The Japanese officials asked to approve the plan insisted that while the settlements could appear autonomous, controls needed to be placed to keep the Jews under surveillance. It was feared that the Jews might somehow penetrate into the mainstream Japanese government and economy, influencing or taking command of it in the same way that they, according to the forged Protocols of the Elders of Zion, had done in many other countries.
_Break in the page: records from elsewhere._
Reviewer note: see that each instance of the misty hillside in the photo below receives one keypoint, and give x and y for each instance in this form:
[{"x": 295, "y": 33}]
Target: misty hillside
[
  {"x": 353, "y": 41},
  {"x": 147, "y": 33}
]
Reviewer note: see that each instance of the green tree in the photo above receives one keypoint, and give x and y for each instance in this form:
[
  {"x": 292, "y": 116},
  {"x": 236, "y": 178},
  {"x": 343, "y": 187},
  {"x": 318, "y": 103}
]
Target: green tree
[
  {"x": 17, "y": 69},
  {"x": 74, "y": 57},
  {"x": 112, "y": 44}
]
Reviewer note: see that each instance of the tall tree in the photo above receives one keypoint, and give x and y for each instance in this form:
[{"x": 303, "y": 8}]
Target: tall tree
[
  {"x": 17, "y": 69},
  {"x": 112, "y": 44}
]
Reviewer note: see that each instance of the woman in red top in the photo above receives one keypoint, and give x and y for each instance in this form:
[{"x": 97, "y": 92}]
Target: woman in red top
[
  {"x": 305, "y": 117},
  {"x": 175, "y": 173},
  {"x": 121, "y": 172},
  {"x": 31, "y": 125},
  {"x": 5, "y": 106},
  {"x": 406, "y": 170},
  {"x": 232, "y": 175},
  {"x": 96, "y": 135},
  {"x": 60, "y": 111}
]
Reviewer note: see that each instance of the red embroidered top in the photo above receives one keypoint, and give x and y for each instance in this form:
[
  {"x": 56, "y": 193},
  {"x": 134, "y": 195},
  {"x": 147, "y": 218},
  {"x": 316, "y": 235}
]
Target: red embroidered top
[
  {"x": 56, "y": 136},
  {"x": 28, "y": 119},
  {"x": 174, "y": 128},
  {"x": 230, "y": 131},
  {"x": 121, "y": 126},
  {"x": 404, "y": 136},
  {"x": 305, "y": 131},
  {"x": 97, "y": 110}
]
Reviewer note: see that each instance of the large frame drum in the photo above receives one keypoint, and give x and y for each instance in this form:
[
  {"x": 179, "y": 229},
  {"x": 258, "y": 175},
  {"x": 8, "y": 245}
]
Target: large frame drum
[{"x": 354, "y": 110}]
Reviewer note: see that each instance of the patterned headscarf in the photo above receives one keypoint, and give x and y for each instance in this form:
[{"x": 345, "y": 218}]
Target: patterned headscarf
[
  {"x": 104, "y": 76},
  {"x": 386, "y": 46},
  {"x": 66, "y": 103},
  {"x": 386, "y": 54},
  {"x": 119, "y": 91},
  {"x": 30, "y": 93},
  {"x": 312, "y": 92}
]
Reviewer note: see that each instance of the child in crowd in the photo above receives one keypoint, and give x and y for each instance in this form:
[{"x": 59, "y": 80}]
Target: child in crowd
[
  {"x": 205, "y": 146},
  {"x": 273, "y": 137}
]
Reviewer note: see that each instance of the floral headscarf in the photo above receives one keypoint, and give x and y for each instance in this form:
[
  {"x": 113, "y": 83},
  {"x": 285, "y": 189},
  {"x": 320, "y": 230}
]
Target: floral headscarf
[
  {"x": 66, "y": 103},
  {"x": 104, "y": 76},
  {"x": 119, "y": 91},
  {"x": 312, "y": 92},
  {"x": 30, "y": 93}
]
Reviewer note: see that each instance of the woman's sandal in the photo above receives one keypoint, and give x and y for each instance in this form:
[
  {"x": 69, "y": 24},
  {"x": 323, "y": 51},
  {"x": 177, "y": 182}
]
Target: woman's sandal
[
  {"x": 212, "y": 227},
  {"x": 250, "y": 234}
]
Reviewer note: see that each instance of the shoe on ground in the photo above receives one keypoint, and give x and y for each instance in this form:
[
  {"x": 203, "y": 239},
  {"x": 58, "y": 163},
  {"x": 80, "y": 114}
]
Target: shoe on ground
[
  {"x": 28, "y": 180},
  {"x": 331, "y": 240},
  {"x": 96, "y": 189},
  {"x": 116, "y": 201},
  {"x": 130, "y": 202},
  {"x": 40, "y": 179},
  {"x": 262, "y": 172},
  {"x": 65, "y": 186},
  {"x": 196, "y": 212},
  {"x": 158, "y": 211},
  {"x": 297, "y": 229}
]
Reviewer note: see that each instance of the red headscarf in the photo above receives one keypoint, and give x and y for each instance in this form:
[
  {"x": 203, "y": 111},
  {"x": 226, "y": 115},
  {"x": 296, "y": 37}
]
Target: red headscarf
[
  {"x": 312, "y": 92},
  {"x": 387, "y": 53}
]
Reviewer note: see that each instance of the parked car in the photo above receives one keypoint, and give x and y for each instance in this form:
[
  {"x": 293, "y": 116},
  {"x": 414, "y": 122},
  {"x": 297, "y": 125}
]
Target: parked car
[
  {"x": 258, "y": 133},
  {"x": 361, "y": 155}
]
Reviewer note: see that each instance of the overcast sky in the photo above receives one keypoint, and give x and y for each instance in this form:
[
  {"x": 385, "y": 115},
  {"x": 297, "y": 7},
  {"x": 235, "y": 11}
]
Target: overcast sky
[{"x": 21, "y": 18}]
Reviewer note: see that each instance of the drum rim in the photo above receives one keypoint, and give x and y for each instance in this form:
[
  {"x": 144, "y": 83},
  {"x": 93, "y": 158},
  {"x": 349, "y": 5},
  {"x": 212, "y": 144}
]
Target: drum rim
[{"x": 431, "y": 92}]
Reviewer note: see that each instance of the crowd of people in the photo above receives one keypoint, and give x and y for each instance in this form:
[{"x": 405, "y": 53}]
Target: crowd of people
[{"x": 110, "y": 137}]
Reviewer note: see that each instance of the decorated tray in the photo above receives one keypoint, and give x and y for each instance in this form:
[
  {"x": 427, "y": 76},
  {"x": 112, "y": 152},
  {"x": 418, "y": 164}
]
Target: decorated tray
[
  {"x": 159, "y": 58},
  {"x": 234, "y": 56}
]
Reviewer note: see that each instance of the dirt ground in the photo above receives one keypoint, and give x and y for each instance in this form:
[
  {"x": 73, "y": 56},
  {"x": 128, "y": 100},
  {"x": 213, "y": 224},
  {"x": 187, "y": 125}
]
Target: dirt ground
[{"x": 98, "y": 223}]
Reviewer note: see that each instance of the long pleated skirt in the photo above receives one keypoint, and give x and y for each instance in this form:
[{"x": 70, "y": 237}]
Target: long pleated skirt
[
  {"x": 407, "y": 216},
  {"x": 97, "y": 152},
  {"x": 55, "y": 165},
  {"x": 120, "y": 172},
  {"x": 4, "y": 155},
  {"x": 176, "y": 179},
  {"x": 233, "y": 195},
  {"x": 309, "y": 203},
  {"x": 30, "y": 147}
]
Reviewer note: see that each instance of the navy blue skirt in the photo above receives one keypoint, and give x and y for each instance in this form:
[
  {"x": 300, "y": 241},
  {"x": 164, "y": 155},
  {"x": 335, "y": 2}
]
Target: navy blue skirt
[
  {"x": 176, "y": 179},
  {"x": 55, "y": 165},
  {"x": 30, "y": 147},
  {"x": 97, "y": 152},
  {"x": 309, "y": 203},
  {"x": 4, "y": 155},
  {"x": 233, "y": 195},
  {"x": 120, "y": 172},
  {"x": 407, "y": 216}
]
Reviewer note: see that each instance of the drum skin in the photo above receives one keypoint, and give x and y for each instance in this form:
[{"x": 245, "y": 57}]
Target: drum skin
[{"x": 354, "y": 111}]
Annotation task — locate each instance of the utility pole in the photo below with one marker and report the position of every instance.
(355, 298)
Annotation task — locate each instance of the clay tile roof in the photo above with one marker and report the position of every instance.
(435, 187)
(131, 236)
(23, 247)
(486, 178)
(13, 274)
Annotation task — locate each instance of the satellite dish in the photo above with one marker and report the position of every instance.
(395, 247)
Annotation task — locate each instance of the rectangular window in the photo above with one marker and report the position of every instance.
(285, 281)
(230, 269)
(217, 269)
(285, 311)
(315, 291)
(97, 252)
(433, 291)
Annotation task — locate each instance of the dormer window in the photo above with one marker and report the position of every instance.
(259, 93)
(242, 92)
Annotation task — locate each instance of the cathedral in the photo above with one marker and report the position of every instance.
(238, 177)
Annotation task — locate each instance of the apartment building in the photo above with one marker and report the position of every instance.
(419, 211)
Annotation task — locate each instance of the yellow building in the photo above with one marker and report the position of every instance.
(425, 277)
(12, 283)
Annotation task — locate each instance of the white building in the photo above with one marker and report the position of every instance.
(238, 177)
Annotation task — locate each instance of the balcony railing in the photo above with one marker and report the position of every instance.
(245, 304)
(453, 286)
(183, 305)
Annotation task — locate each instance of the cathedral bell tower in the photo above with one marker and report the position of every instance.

The world Jewish community was to fund the settlements and supply the settlers.
Japanese approval came as early as December 1918, when the Shanghai Zionist Association received a message endorsing the government's "pleasure of having learned of the advent desire of the Zionists to establish in Palestine a National Jewish Homeland". It indicated that, "Japan will accord its sympathy to the realization of your [Zionist] aspirations." This was further explicit endorsement in January 1919 when Chinda Sutemi wrote to Chaim Weizmann in the name of the Japanese Emperor stating that, "the Japanese government gladly takes note of the Zionist aspiration to extend in Palestine a national home for the Jewish people and they look forward with a sympathetic interest to the realization of such desire upon the basis proposed." Japan recognized British policies in Palestine in return for British approval of Japanese control over the Shandong Peninsula in China.